How the delayed F-35 could leave Britain’s defences wafer thin for years

It’s now been six years since the F-35 Lightning II was originally meant to be operational and almost 10 since they went into production. Britain’s 14 year saga with the American Joint Strike Fighter program, entered into under Tony Blair’s government, still has no end in sight. 2015 also marks the fourth year that the United Kingdom has been without any carrier borne fast jets after the sale of the Royal Navy’s Harriers, and one year since the navy’s final fast jet carrier, HMS Illustrious, was finally decommissioned.

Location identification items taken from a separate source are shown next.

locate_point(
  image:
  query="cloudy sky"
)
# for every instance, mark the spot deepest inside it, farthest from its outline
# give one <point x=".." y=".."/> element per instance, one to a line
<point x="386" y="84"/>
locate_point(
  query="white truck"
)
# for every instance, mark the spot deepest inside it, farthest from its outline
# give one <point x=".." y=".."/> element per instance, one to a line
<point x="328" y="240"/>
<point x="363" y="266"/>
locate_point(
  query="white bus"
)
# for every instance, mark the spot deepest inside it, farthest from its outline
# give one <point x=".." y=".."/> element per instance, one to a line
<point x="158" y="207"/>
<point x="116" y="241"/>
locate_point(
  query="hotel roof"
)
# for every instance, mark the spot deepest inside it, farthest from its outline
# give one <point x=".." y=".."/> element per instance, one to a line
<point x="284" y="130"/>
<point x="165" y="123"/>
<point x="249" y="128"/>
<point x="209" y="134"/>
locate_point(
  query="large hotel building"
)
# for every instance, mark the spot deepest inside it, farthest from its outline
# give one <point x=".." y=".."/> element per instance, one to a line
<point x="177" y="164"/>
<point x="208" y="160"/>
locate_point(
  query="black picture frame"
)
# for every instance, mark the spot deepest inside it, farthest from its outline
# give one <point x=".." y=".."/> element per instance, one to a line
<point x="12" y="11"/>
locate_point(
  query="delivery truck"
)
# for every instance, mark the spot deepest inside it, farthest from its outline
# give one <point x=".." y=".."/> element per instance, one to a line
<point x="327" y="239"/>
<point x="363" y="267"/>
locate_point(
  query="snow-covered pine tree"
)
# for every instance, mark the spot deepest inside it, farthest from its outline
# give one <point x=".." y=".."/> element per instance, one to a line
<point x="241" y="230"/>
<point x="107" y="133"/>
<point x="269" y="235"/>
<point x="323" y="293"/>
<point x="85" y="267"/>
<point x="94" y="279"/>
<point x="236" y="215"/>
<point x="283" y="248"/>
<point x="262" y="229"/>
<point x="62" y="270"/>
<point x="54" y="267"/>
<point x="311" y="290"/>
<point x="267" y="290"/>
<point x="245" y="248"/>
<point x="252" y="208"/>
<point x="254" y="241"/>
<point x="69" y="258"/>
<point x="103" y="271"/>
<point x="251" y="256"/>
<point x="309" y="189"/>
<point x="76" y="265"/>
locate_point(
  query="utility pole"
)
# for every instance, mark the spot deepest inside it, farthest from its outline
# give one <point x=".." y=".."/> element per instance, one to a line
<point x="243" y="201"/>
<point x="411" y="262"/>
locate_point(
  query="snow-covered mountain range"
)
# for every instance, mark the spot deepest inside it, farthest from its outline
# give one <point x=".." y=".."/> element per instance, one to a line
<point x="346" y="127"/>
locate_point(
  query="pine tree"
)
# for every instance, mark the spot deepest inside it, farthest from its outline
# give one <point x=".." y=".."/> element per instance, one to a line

It is not predicted that Illustrious’ replacement will be in combat ready service before 2020. That will mean for six years at least, Great Britain will not have a single fast jet carrier, and only one helicopter carrier (the flagship, HMS Ocean). It could also be possible that following HMS Queen Elizabeth’s introduction, her complement of aircraft will be quite far behind.

Problematically, the Ministry of Defence (MoD) decided to u-turn from the 2010 Strategic Defence and Security Review decision to install catapults on the Queen Elizabeth-class carriers after being quoted extraordinary costs by BAE Systems. This means that paradoxically, until the F-35 decides to become a capable warplane, no aircraft but the Harrier, sold as no longer required, could operate from the carrier decks.

Despite the MoD’s insistence that the F-35B will be ready for combat in 2018, Nick Harvey the former Coalition Minister for the Armed Forces, before being reshuffled in 2012, disagrees. In May he told the Independent that the F-35 could end up being more than eight years late.

“Not a cat in hell’s chance” He said on the proposal that the F-35 would be combat-ready by 2018. “I don’t recall … having heard anyone suggesting that these things could be used in combat before 2020.”

In 2018/19, the Royal Air Force’s Tornado fleet of 98 will be retired from service after 36 years. The brunt of duties, should the F-35 not be in service by then, will be entirely placed on the shoulders of the Eurofighter Typhoon, a proven to be totally poor ground attack and reconnaissance aircraft, as evaluated in reports by Armasuisse (graph below). It will also reduce the amount of active RAF fast jets from 223 to a mere 125, according to current numbers.

The size of the initial UK order of F-35s is also concerning for many, with only 48 currently confirmed, meaning that for years to come while the orders are fulfilled, the Royal Air Force could end up at its smallest size in decades with the Typhoon taking up much of the slack. While Russia continues to mount sorties against the United Kingdom’s airspace, those who are charged with defending the country’s skies will be at their weakest.